Oleh: Yusuf Firmansyah (Akademisi)

Celoteh.Online – Di tengah pusaran disrupsi teknologi, fast-paced society, dan hiruk pikuk globalisasi, Indonesia punya ambisi keren, yaitu Indonesia Emas 2045. Bukan sekadar mimpi siang bolong, tapi visi nyata menjadikan negara kita maju, berdaulat, adil, dan makmur, tepat di usia 100 tahun kemerdekaan.

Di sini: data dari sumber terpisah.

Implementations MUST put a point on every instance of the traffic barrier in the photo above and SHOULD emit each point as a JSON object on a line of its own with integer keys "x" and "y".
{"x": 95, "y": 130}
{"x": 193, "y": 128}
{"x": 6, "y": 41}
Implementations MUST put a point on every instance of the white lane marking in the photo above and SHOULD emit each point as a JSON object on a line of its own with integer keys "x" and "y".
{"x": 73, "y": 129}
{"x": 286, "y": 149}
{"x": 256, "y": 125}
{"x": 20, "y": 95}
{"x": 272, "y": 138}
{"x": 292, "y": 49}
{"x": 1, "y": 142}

Pertanyaannya, dalam hype yang serba digital dan modern ini, apa kabar dengan fondasi kita, Pancasila? Apakah dia masih relevan, atau hanya tinggal fosil sejarah? Jawabannya adalah justru Pancasila adalah kompas digital paling akurat yang kita miliki untuk menavigasi masa depan.

Pancasila, lahir dari kearifan lokal bangsa, berfungsi sebagai Ideologi Negara dan Jati Diri Bangsa yang otentik. Di era di mana identitas mudah terfragmentasi oleh echo chamber media sosial dan serbuan budaya asing, Pancasila menjaga agar kita tidak kehilangan arah.

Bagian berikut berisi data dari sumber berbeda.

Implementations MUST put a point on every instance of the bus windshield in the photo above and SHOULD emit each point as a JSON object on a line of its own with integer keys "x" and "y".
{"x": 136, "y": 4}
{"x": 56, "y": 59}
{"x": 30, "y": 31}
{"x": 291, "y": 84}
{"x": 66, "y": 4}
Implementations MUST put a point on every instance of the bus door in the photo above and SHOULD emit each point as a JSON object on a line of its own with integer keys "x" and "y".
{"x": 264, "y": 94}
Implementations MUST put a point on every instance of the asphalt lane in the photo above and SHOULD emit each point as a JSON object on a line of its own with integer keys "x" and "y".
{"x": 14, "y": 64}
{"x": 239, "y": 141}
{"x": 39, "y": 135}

Nilai-nilai universal yang terkandung di dalamnya, Ketuhanan, Kemanusiaan, Persatuan, Kerakyatan, dan Keadilan, adalah filter yang mencegah kita menelan mentah-mentah ideologi yang bertentangan dengan kemanusiaan dan keberagaman. Pancasila memastikan kemajuan kita punya roh Indonesia.

Visi Indonesia Emas 2045 sangat bergantung pada Sumber Daya Manusia (SDM) Unggul, yaitu generasi muda yang cerdas, adaptif, dan berkarakter. Di sinilah Sila pertama, Ketuhanan Yang Maha Esa, dan Sila kedua, Kemanusiaan yang Adil dan Beradab, berperan sebagai fondasi moral. Ketuhanan membentuk integritas dan etika, penting untuk memberantas korupsi dan membangun tata kelola yang bersih. Kemanusiaan menekankan toleransi, penghargaan terhadap HAM, dan penolakan terhadap diskriminasi. Tanpa moralitas yang kuat, kemajuan teknologi dan ekonomi hanya akan menciptakan ketimpangan baru.

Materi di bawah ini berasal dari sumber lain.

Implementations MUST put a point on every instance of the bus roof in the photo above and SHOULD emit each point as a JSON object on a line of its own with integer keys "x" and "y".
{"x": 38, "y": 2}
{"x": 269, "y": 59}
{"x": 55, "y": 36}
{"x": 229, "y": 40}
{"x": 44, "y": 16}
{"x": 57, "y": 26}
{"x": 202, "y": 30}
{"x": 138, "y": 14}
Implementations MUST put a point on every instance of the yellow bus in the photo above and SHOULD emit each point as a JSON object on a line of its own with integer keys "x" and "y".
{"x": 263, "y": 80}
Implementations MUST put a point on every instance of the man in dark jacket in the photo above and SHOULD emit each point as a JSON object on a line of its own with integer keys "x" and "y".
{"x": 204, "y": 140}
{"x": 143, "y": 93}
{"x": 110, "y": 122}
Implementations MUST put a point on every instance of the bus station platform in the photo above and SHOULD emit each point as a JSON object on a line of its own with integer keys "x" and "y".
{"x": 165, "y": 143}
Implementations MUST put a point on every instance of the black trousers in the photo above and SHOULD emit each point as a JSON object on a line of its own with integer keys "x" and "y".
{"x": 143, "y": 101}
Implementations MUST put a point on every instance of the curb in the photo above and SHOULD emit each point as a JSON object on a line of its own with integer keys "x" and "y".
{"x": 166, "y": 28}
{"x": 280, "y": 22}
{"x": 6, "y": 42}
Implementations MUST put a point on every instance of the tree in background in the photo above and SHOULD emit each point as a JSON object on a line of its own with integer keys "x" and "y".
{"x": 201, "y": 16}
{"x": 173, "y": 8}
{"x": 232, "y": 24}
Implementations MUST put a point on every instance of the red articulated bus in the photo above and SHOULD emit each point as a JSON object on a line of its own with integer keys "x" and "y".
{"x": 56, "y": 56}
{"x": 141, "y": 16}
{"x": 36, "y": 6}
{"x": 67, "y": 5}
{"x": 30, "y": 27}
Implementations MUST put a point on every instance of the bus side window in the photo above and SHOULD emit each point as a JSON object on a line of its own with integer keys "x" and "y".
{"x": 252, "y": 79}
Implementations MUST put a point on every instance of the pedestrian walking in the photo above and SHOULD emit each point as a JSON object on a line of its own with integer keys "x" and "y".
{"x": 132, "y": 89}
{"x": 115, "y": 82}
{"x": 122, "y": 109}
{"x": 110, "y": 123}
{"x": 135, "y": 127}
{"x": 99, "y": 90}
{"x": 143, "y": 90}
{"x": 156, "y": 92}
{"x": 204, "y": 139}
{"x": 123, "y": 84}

Di tengah masyarakat yang semakin terpolarisasi, baik karena isu politik maupun perbedaan preferensi digital, Sila ketiga, Persatuan Indonesia, menjadi kunci. Indonesia Emas 2045 tidak akan tercapai jika berbagai elemen bangsa sibuk bertikai. Pancasila mengajarkan bahwa Bhinneka Tunggal Ika bukan sekadar slogan, melainkan modal sosial untuk kolaborasi masif.

Kita butuh teamwork lintas suku, agama, dan generasi untuk memajukan infrastruktur, pendidikan, dan ekonomi. Persatuan adalah energi kolektif bangsa.

Mewujudkan Indonesia Emas butuh kebijakan publik yang akurat dan legitimate. Sila keempat, Kerakyatan yang Dipimpin oleh Hikmat Kebijaksanaan dalam Permusyawaratan/Perwakilan, mendorong demokrasi partisipatif yang sehat. Ini berarti bukan hanya sekadar voting lima tahunan, tetapi melibatkan dialog, musyawarah, dan engagement aktif masyarakat, terutama generasi muda, dalam proses pembangunan. Pancasila mendorong kita mencari solusi yang bijaksana, bukan sekadar menang-menangan dalam perdebatan online.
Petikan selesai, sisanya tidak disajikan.